Obviously we aren’t quite there yet, but pretty much everyone can agree that basic, boring house chores are both essential and absolutely craptastic to have to do. If men don’t want to step up (plenty do, book-selling NYT guy!), and women are sick of doing it, we need a third option.
If you haven’t yet seen “Robot & Frank,” head out and rent it/Netflix it pronto. That’s the kind of robot I’m talking about. Or basically a non-sassy Rosie. Or a super-powered Roomba. Something that will clean the floors, remember to do the dishes, wipe down the countertops, dust the shelves, maybe water that peace lily you cherish. Nothing fancy.
Sure, we’ve made some art/movies/books about how these domestic robots would be a problem, but really, I think they’re the answer. They wouldn’t replace many jobs — in fact, it may elevate those butlers and housecleaners to a higher-pay position, because having a human housekeeper would become a status symbol. And we’re a really long way off from autonomous robots, so the first tiers of these helper-bots would be pretty limited, and therefore not a serious threat to human jobs.
But if we want that — and I think we can agree, we ALL want that — we are going to need some clever lady engineers to get on that for us.

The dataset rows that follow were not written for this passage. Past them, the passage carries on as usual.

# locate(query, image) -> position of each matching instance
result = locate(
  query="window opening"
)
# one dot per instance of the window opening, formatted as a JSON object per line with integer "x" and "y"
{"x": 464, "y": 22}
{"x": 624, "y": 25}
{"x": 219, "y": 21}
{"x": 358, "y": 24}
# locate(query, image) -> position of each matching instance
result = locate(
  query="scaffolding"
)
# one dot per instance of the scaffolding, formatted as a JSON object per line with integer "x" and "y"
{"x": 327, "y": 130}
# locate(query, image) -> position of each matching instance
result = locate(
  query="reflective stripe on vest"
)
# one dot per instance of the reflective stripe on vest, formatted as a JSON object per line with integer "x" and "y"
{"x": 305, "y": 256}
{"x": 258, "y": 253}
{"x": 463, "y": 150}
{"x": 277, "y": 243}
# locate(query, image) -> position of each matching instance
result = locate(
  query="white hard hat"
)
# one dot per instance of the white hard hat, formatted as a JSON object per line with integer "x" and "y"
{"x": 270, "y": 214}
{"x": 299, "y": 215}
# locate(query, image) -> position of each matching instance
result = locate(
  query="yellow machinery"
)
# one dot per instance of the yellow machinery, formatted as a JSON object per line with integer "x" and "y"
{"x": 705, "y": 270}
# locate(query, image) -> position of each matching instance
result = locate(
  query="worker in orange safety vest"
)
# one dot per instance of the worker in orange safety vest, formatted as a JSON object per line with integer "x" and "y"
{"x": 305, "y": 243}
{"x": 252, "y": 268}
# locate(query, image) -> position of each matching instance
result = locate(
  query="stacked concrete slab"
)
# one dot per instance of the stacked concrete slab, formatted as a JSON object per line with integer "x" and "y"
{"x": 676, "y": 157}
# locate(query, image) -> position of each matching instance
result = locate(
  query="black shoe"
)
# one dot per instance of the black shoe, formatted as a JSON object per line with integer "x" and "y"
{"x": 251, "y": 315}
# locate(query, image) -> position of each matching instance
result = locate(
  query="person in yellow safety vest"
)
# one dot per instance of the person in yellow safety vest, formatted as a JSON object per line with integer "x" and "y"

Why lady engineers, do you ask? Before you cry sexism, just look at history: most of the time-saving housekeeping products we rely on today were invented by women (even if they themselves didn’t do much in the way of housework).
- Cannister Vacuum, Nancy Perkins, 1987
- Cooking Stove, Elizabeth Hawk, 1867
- Dishwasher, Josephine Cochran, 1872
- Electric Hot Water Heater, Ida Forbes, 1917
- Mop-Wringer Pail, Eliza Wood, 1889
- Refrigerator, Florence Parpart, 1914
- Washing machine, Margaret Colvin, 1871
- The Practical Kitchen layout, Lillian Gilbreth, 1920s
- Scotchguard, Patsy Sherman, 1952
- Improved Ironing Board, Sarah Boone, 1892
- Vacuum canning and oil burners, Amanda Jones, 1880s
- Gas heating furnace, Alice Parker, 1919
Really, I don’t care who invents our perfect butler-bots, but history implies it’s going to be a woman. Ladies, just let me know when I can place my order, okay?